POSE OF THE WEEK – Tree Pose (Vrksasana)

It’s that time again!

So if you’ve been practicing yoga for a while now you’ve probably noticed some poses are starting to become easier to manage, and you might even be waking up the next morning slightly less over-stretched.
That might mean it’s time to start learning some more challenging variations.
Tree pose is one with several.


This pose can be either detrimental to your body or extremely beneficial. Why? It’s commonly practiced incorrectly. The concept seems simple so people tend to push themselves in the pose quicker than they should – leading to incorrect posture and damage to the joints and back.

1. Stand tall, and DROP THAT TAILBONE. The core is engaged and working hard to help you balance on one leg, you’ll know it’s working if you’re making an effort to tighten up that butt and pushing your pelvis forward.

2. Put your leg in the right spot! This means, NO KNEE. I know the difference between your inner thigh and lower leg is large but by no means push yourself too far!
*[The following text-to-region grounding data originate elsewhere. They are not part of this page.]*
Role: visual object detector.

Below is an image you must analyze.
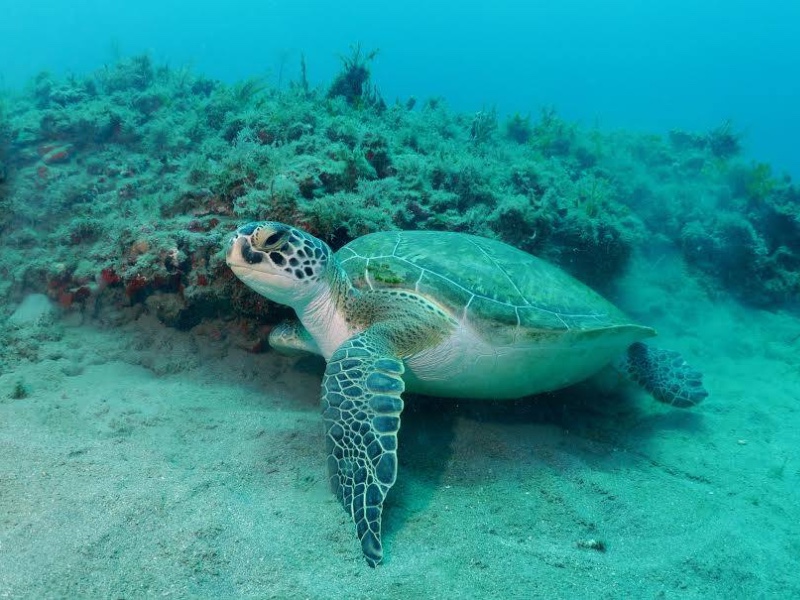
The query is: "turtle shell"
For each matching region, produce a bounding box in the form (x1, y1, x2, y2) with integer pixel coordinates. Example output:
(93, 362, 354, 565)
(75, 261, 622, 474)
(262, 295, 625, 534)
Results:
(336, 230, 648, 341)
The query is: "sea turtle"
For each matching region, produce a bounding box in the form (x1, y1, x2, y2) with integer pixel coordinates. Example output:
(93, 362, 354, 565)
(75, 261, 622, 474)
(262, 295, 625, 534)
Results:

Your hips are working to open without compensating your posture and balance so if the thigh is too far of a stretch, put your foot on your lower leg and work to open your hip to the side. Putting your foot on your knee can cause major damage, furthermore, your standing knee should be slightly bent to prevent a similar injury.
Claire Missingham
3. Your arms are not the focus. Sure you can work on deepening your tree pose by extending your arms up and out to the side as if you were holding a beach ball but DON’T DO THIS IF YOU ARE NOT DOING THE REST OF THE POSE CORRECTLY. The hands are normally either on one’s hips, in prayer, touching above or opened above mimicking – you guessed it – a tree.

4. Your breath and attitude are key! Balance is key in this pose, and that means mentally the most strenuous. Most people have the flexibility to do the pose, but without a clear mind and positive attitude, they tend to last no more than a couple seconds in the pose before they topple over. In saying that, toppling over is okay if it’s truly a difficult pose for you. Like I said, keep a clear mind and be patient. You tend to understand things better when you’re thinking less strongly about trying to understand it.


I mentioned above that you can place your foot on your lower leg or thigh, however some people work instead on opening their hips to “Half-Lotus”. This variation creates a deeper hip stretch and you can move your foot anywhere from the bottom of the thigh to the thigh crease if this is what you are working towards.
Claire Missingham
Some people even bring tree to the floor in a plank variation!
Claire Missingham
And I bet you didn’t guess there was such thing as an upside down tree…
Claire Missingham


BALANCE. Like almost every other pose I could list, this pose brings balance to your mind as the mind is working so hard to concentrate on balancing your body itself. Your legs and abs are working hard to keep you from falling, and the hips are opening to make other poses that much easier to do later on. Overall, so I don’t bore you, this pose (like yoga in general) will help you feel rejuvenated and awaken you and your body to be able to continue the rest of the day with your creative juices flowing at full speed.